27 May 1998
The InfiniteOS folks may have posted their source code a little early. Though they are still a step ahead of Omega, whose vaporOS never saw the light of day, an examination of their source code reveals that their aims may be a bit too ambitious. An OS News reader writes:
I looked very carefully through the
source code and all I found was some partially implemented parts of very
simple multithreaded OS kernel. The code has only limited support for
the Mac hardware and MacOS device drivers. There is some support for
traps that open and close HFS vols and files, and some simple drawing
primitives, but not a lot else.
A Macintouch reader adds some more serious claims -- that they appropriated GNU code and put their own copyright notice in the headers. Slashdot.org is also covering this issue.

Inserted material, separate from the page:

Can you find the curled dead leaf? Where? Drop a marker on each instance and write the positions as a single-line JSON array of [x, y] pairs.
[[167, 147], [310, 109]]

The code base provides none of the services that one would expect a
modern OS to support, nor does it provide a stable foundation on which
such services could be built.
InfinityOS was originally touted as a MacOS replacement but as it stands
it only support 8 of the 3500+ traps in the MacOS - and the 8 traps
supported are trivial.
A new Rhapsody for Intel Advocacy Group has been formed, with the aim to ensure that Apple's new OS continues to be developed for the Intel platforms past version 1.0.
A Techweb article notes how handheld PCs are more popular than ever, with the Palm Pilot in the lead by a wide margin.
Larry Ellison is at it again. The outspoken Oracle CEO accused Microsoft of "tacitly illegal" practices at an internet conference at Harvard University. "It's a very simple strategy. Take what you can't sell, glue it into the operating system and raise the price of the operating
system," he said.
Salon Magazine readers, responding to a revent article that suggests that Microsoft should release the source code to Windows 95, expostulate on the likelihood, benefits, and implications of this move.